Facts. Quarterback is the only position in sports that's the de facto "leader" position. It's the most romanticized position in sports. The only one where if no player on your team really plays outstanding and you win a title, it's the one that gets the MVP. It's the position now where the MVP almost always goes to. In basketball, no team says "we don't have a franchise X so we need one".
A black QB HC combo being Walsh-Montana , Belichick-Brady, Reid-Mahomes esque would be
Black coaches is the next frontier, college and pros both, and it's gonna be that much harder because the coach's performance is less objective than the quarterback's.
With a quarterback, you can see exactly what they do out on the field and they can play their way into position. The big hurdle was getting Pop Warner and middle school / high school coaches to allow young black kids to play QB, once that happened they were able to just take over the ranks each step of the way up.

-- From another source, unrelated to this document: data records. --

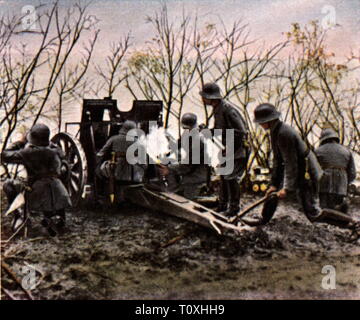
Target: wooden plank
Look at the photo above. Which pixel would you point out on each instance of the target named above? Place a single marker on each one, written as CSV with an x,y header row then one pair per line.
x,y
175,205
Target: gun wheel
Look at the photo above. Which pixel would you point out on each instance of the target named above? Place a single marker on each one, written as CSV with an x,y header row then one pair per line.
x,y
77,171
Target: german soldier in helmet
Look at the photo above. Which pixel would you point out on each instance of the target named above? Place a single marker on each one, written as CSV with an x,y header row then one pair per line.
x,y
227,116
45,191
339,170
296,171
191,174
119,144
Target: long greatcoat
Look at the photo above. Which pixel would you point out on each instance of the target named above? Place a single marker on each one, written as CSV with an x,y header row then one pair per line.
x,y
290,153
226,116
339,168
43,166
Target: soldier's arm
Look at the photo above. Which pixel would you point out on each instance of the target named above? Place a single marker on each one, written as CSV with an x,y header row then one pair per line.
x,y
12,156
351,169
106,149
277,171
287,145
236,121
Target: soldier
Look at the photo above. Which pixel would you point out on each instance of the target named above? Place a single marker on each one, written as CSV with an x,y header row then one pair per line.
x,y
296,171
339,171
119,144
192,174
228,117
45,191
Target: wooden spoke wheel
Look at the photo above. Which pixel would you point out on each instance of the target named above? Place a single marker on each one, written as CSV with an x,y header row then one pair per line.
x,y
76,175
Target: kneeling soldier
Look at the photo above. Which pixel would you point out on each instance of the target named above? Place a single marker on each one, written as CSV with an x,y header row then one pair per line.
x,y
119,168
339,171
44,190
296,170
192,173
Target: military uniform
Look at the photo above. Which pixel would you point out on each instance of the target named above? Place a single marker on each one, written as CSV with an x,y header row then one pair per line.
x,y
295,171
295,167
42,160
227,117
339,170
193,175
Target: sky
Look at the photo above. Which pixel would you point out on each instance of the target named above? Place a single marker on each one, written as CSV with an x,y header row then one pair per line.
x,y
267,19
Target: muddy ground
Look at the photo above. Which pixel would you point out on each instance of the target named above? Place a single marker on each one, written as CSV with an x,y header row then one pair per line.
x,y
122,254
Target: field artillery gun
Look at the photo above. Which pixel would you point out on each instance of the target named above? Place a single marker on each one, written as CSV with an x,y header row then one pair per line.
x,y
101,119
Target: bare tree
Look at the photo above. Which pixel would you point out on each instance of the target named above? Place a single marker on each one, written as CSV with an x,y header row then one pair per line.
x,y
114,73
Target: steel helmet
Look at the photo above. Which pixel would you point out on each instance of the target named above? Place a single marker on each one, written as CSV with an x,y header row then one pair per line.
x,y
327,134
189,120
265,112
211,91
127,126
39,135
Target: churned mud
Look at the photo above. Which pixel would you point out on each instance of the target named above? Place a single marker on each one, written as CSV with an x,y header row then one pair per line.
x,y
132,253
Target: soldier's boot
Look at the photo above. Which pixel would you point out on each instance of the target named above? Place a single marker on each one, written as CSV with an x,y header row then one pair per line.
x,y
343,207
18,220
335,218
61,220
48,224
355,235
222,207
232,211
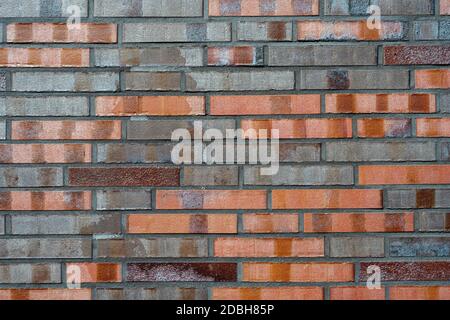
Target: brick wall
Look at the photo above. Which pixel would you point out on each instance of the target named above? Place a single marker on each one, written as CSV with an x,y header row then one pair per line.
x,y
87,182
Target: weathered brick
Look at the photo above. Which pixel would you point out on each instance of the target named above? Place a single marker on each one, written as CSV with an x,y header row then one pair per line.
x,y
239,81
124,176
60,33
380,103
211,199
151,248
301,175
40,8
30,273
298,272
326,199
235,56
320,55
164,293
358,222
348,247
279,247
419,247
65,224
268,293
210,176
380,151
353,79
40,106
65,81
176,32
182,223
66,130
31,177
149,57
123,200
264,31
408,271
45,200
171,272
18,248
160,81
45,153
263,8
148,8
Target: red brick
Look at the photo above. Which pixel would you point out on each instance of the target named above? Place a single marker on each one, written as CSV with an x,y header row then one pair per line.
x,y
327,199
265,247
261,105
150,106
393,175
60,33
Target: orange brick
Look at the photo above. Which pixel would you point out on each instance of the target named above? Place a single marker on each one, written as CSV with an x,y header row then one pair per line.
x,y
419,293
269,293
433,127
98,272
380,103
260,8
66,130
327,199
270,223
302,128
45,294
182,223
425,174
44,57
358,222
381,128
357,293
60,33
346,30
280,247
45,200
261,105
211,199
150,106
45,153
298,272
433,79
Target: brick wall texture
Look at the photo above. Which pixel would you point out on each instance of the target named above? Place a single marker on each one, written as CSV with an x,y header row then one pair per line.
x,y
86,177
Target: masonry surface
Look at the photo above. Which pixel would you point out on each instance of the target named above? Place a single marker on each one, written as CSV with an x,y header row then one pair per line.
x,y
87,182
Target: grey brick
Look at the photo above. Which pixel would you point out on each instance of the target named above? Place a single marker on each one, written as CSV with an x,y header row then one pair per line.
x,y
161,81
167,293
48,106
264,31
31,177
301,175
25,273
158,57
65,81
353,79
210,176
163,129
148,8
17,248
322,55
349,247
123,199
239,81
380,151
40,8
65,224
176,32
153,248
420,247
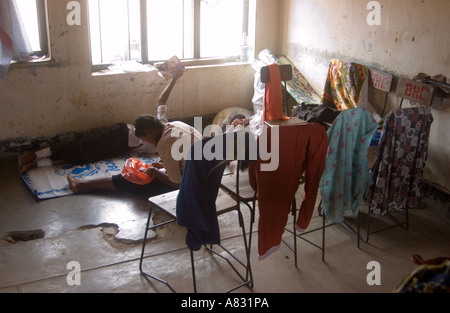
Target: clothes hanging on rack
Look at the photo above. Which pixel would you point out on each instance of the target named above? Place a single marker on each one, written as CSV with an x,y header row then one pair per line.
x,y
344,83
302,150
196,207
346,176
402,153
200,182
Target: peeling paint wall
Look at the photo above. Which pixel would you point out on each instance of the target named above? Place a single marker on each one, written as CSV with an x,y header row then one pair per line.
x,y
62,95
412,38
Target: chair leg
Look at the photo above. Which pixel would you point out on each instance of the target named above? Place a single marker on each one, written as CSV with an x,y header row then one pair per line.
x,y
145,239
193,271
323,237
294,213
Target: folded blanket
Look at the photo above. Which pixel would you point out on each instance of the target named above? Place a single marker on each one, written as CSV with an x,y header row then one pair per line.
x,y
51,182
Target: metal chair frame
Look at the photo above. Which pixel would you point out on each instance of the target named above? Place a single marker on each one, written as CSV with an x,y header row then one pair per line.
x,y
247,277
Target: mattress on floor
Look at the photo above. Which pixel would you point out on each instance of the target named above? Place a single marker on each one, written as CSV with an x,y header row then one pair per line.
x,y
51,182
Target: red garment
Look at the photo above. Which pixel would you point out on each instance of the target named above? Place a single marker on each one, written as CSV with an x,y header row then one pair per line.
x,y
273,98
302,150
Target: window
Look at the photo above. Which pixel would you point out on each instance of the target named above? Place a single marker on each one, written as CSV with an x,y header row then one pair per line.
x,y
33,16
154,30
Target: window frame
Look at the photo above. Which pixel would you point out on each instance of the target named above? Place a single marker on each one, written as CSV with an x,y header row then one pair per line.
x,y
44,53
196,60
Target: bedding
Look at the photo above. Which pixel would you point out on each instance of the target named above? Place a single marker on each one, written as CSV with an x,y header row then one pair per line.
x,y
51,182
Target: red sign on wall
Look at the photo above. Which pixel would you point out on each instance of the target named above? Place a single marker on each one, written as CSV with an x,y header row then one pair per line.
x,y
414,91
380,80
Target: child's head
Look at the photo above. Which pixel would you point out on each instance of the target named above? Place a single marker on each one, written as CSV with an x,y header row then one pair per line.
x,y
239,119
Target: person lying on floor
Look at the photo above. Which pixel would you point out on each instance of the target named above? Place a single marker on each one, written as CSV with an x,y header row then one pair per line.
x,y
156,133
165,175
98,144
149,134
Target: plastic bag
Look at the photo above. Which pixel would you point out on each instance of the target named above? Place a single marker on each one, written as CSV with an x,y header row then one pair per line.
x,y
133,172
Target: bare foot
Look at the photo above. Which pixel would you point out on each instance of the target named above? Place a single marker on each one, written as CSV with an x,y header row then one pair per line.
x,y
27,157
27,166
73,183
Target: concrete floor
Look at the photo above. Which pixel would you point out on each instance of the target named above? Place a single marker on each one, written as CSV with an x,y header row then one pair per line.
x,y
103,232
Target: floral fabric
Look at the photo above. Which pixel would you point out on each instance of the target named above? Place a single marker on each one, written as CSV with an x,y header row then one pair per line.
x,y
346,176
344,84
402,153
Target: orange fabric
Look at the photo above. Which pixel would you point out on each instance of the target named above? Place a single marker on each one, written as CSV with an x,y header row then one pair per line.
x,y
303,150
273,97
133,172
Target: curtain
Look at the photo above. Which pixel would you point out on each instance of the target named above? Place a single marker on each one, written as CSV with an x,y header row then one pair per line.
x,y
14,43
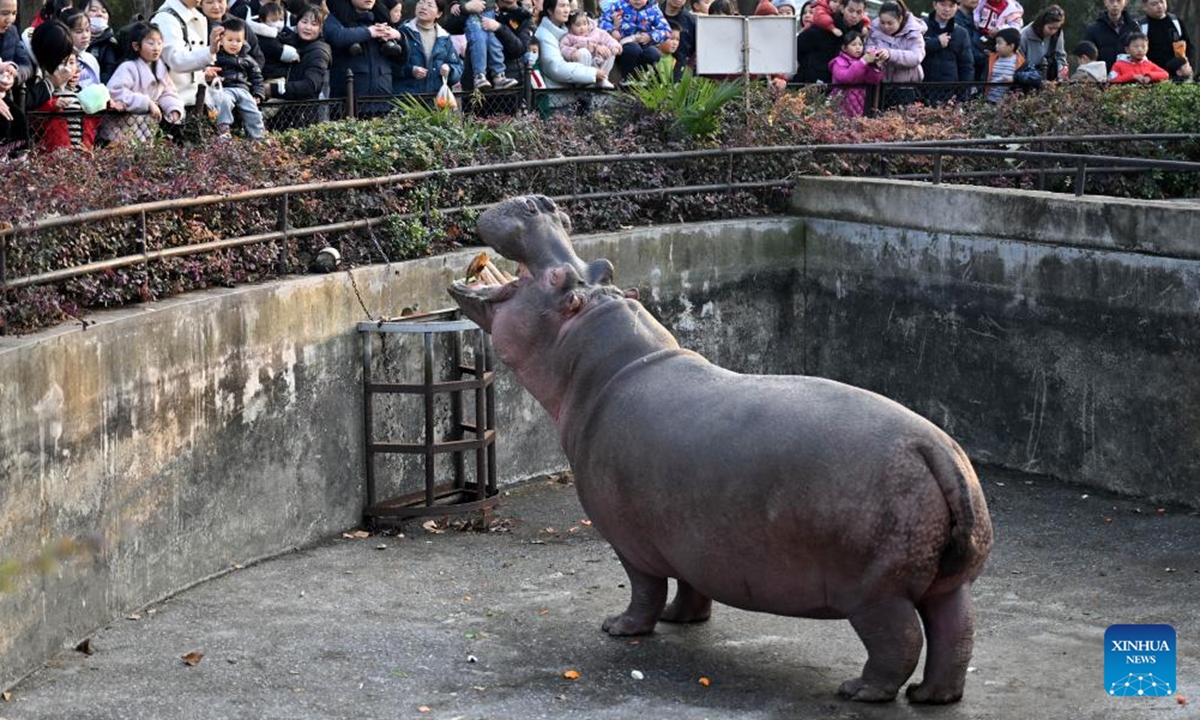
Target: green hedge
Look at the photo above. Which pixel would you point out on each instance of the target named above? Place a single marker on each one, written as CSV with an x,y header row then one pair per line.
x,y
420,141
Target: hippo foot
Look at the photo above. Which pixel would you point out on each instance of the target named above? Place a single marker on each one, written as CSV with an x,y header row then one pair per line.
x,y
925,694
624,624
861,691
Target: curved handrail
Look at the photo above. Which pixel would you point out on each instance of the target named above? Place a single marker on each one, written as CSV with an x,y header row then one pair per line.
x,y
937,149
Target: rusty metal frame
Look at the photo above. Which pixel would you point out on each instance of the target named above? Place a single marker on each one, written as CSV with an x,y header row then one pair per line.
x,y
455,496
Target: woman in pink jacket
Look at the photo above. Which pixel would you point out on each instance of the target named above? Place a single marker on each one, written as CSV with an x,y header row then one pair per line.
x,y
143,85
899,37
853,66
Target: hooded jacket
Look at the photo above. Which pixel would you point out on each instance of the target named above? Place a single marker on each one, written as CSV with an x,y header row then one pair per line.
x,y
952,64
852,71
815,48
555,69
443,54
991,16
372,71
105,49
305,78
1048,52
1109,39
905,49
137,85
185,46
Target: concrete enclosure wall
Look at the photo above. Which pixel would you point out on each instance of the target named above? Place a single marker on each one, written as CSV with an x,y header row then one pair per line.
x,y
180,439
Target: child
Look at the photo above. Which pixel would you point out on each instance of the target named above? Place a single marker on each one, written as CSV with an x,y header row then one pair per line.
x,y
484,48
639,25
103,46
587,43
855,66
1090,69
81,37
990,16
823,13
241,82
55,90
1003,61
1137,69
142,84
535,81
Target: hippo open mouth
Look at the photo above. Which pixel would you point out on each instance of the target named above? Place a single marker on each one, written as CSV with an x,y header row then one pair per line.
x,y
478,299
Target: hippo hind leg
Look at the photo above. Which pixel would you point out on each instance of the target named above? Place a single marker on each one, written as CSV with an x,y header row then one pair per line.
x,y
689,606
949,628
649,594
892,635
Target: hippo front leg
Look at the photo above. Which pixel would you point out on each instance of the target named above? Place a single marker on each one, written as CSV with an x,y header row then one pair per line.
x,y
649,594
689,605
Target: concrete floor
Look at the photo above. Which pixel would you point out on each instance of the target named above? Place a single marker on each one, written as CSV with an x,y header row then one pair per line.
x,y
484,625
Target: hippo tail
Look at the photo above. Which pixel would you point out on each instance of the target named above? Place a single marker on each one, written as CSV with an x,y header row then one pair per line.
x,y
952,469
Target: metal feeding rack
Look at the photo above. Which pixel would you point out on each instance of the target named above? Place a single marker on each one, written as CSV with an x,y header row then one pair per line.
x,y
454,495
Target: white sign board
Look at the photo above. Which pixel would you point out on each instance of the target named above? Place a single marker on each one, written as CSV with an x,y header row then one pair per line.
x,y
731,45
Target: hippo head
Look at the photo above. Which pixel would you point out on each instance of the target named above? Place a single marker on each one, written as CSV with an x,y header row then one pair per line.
x,y
532,231
553,288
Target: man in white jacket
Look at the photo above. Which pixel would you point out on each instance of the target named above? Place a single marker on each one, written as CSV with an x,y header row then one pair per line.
x,y
187,48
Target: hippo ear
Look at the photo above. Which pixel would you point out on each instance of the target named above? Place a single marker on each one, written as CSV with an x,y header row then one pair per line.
x,y
600,273
564,220
565,277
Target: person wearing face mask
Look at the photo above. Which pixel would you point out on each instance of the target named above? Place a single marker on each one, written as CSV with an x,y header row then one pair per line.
x,y
103,46
515,31
276,41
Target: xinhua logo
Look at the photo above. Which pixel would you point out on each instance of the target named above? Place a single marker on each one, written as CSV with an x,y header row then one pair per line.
x,y
1139,660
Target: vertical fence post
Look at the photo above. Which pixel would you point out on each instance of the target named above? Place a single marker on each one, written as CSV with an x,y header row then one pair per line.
x,y
4,262
1042,167
282,226
142,235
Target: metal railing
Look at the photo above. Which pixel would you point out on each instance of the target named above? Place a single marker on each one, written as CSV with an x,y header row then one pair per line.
x,y
1081,166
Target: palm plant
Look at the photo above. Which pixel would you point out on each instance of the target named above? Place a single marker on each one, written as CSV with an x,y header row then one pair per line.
x,y
694,103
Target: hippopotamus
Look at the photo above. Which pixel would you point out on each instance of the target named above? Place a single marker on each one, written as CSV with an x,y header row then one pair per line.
x,y
790,495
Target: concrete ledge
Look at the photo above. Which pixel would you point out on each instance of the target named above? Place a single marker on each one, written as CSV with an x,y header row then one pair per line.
x,y
1156,227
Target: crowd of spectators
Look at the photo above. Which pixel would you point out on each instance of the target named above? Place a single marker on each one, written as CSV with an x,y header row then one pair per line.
x,y
70,59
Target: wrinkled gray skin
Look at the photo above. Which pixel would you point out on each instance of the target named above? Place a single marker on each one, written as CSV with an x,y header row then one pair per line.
x,y
796,496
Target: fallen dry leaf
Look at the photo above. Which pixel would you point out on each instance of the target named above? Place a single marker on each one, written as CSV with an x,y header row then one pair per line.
x,y
193,658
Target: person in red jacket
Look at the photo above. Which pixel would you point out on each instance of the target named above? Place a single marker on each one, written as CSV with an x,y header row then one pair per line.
x,y
823,12
1137,69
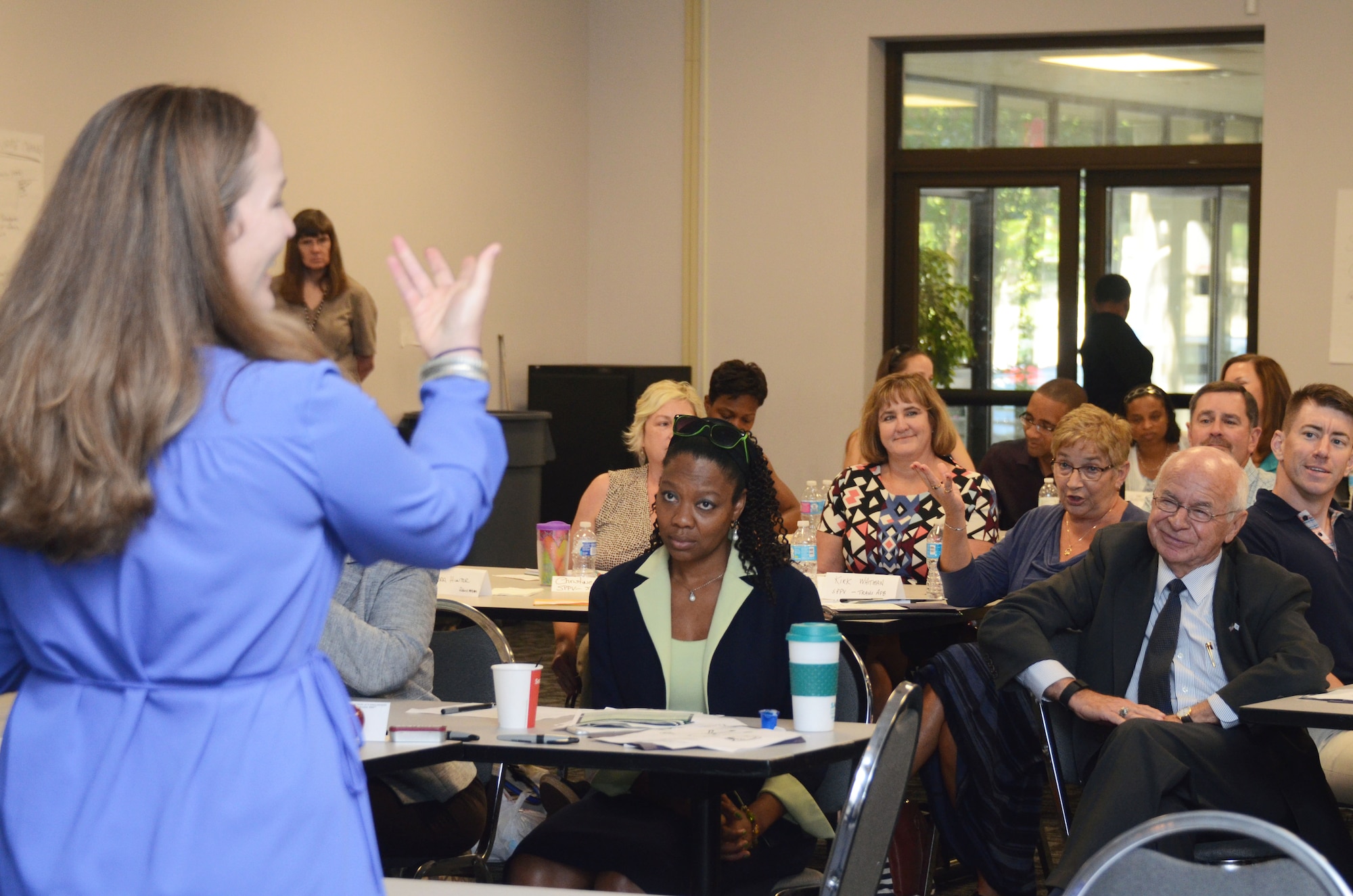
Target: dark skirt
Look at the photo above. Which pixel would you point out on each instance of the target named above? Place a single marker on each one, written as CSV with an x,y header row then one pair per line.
x,y
651,845
999,795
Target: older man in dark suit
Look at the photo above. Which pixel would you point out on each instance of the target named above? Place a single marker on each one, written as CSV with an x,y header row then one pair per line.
x,y
1179,624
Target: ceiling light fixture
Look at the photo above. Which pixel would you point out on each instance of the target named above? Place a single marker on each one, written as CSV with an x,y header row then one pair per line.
x,y
1130,63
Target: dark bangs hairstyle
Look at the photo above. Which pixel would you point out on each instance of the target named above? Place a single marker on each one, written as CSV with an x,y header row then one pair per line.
x,y
312,222
760,543
124,279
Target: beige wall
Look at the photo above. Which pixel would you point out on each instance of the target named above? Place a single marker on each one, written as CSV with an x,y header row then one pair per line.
x,y
453,122
796,213
635,181
555,126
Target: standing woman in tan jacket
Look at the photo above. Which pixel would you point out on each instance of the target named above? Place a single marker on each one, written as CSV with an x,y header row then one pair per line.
x,y
334,306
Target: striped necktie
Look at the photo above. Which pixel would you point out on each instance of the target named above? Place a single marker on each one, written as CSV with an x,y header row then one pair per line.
x,y
1153,688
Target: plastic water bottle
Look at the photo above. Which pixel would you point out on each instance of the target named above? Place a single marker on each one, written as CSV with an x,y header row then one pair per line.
x,y
585,551
934,547
803,550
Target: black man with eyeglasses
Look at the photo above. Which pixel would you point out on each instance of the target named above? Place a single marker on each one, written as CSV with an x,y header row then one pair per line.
x,y
1179,626
1018,467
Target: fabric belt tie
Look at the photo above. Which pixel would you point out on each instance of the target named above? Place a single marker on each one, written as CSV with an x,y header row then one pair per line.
x,y
1153,688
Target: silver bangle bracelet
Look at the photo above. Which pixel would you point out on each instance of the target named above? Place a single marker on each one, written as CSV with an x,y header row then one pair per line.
x,y
465,367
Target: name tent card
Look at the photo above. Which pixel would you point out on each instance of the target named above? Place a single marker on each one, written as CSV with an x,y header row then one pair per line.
x,y
572,584
858,586
465,581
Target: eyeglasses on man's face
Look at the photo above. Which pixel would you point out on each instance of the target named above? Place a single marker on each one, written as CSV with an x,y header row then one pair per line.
x,y
1170,506
1042,425
1090,473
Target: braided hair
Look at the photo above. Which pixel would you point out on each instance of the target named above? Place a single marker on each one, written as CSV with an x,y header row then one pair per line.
x,y
760,543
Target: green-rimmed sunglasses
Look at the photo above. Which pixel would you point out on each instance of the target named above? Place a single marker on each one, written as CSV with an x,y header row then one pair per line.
x,y
722,433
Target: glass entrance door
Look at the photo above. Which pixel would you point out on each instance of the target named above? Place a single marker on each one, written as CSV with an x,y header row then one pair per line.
x,y
1186,252
988,297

But with coaching, it's so much harder to "prove" yourself - first you have to get on a staff in the first place which is hard as hell, then you have to overcome internal barriers to work your way up, then you have to convince some other team that you deserve the head coach spot (advancing to the head spot internally hard as hell because if the last coach failed, they'll pin that on you too). Then even if you get that head coaching spot, they've proven that black coaches are fired quicker and for lesser failures than white coaches.
The play of black quarterbacks can lead the way and reduce racial stigmas. But with black coaches, no matter how well you can coach, it's hard as hell to "lead" the way because there are so many barriers that will exist regardless of your performance.
Then you get to black GM and it's even harder. And let's not even talk about black ownership. The path is long as hell.